NEW ORLEANS President Bush said Wednesday that "hope is coming back" to New Orleans with the help of $126 billion in disaster aid poured into the Gulf Coast region over three years after Hurricane Katrina.
Bush tempered his upbeat remarks by acknowledging much more work must be done.
He spoke before a friendly audience at Jackson Barracks, a historic Louisiana National Guard post badly damaged by Katrina. The crowd gave a standing ovation when Bush said he recently agreed to a request by Republican Gov. Bobby Jindal and other state leaders to give Louisiana 30 years to repay $1.8 billion for levee improvements in the New Orleans area. The money initially was to be repaid by 2011.
State officials said they needed 30 years to avoid hurting a still-recovering economy.
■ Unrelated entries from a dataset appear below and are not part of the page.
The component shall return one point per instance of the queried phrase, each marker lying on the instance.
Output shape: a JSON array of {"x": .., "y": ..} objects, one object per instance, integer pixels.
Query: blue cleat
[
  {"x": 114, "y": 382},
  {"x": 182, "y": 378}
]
Bush seemed in no hurry to get through his prepared remarks, spending the first few minutes acknowledging Jindal, New Orleans Mayor Ray Nagin and other notables. The bad blood between city officials and the White House after the Bush administration's bungled response to the Katrina disaster was set aside, at least for the moment.
"The mayor and I have had some quality time," Bush said of his difficult history with Nagin.
"The good future is here," Bush said. "I predicted New Orleans would come back as a stronger and better city. We helped deliver $126 billion in taxpayer money."
Sen. Mary Landrieu, D-La., said in an interview with The Associated Press this week that the New Orleans recovery was far from complete and that key projects won't be finished without more federal money.
Bush traveled to New Orleans and later to nearby Gulfport, Miss., after appearing at a Veterans of Foreign Wars convention in Orlando, Fla.
"Who would have thought three years after the storm the president could come and say, 'New Orleans, Louisiana, is on its way back as a stronger and better city."' Bush said.
"I think the message here today is hope is being restored. Hope is coming back."